NYC to Launch Proptech Pilot Program for Its Real Estate
By Nicholas Rizzi November 13, 2019 4:58 pm
reprintsA new program will let proptech startups test out their products throughout the portfolio of the biggest property owner throughout the five boroughs: the City of New York.
The New York City Economic Development Corporation will launch a pilot program that allows companies to implement proof-of-concept property technology products in the city’s 326.1 million square feet of owned and managed real estate, Vicki Been, the deputy mayor for housing and economic development, announced at yesterday’s MIPIM PropTech conference in Chelsea.
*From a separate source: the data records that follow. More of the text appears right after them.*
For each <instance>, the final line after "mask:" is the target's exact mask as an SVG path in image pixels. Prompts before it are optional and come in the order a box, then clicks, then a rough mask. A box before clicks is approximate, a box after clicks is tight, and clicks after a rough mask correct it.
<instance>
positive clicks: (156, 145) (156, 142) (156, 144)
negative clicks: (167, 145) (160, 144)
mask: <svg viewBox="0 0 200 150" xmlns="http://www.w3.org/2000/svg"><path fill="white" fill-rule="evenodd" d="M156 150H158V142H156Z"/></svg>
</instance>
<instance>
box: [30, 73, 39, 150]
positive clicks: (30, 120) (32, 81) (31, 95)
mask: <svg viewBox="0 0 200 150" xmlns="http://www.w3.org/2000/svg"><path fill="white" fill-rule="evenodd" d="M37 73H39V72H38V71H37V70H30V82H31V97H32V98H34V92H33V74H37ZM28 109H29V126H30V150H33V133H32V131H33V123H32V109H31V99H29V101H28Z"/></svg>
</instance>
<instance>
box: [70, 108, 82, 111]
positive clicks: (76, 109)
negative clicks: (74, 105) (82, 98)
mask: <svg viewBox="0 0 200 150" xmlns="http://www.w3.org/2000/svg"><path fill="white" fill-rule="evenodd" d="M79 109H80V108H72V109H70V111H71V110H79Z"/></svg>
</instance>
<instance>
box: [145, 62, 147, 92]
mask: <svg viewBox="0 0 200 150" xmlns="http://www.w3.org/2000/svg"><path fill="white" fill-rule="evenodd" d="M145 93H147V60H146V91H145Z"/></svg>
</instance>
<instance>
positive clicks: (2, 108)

“We want to make our buildings available to incentivize the kinds of innovations that you are all out there working on day in and day out,” Been said during her keynote speech. “We want our buildings and our tenants to be helpful to you, and provide a way to test some of the ideas that you are developing so that we can get those ideas out to the market and into buildings even faster.”
The goal of the program will be to help bolster the city’s growing proptech market and also get the technology into properties in underserved communities, not just office towers and pricey condominiums, Been said. The pilot could give startups a chance to test their products on the city’s owned and managed real estate portfolio — ranging from multifamily buildings operated by the New York City Housing Authority (NYCHA) to schools.
“One of the important qualities that differentiate New York City from other tech centers is the commitment of our innovators not just to produce something new, but to produce something better,” Been said. “One way to do better is to get beyond tech for the $10 million apartments [and] to answer the hard problems, the complex challenges that affect people in rent-regulated apartments in South Brooklyn or Northeast Bronx or that affect people living in NYCHA housing.”
The program is still in the early stages of launching and will focus on socially and environmentally focused proptech startups, according to city officials. Been will host roundtable events with leaders in the proptech market to better figure out how to structure the pilot program and published an online survey to find attendees for the events.
In recent years, New York City has become a mecca for the proptech industry thanks in large part to the amount of open data the government publishes freely online, experts previously told Commercial Observer.
Been said during her keynote that, while the city wants to help grow all sectors of the proptech market, it wants to push more startups to develop products that will benefit more than just luxury residential and commercial property owners.
“The fact that there aren’t more startups playing in that space is somewhat surprising and disappointing,” she said. “It seems like our proptech ecosystem is missing or ignoring an enormous market.”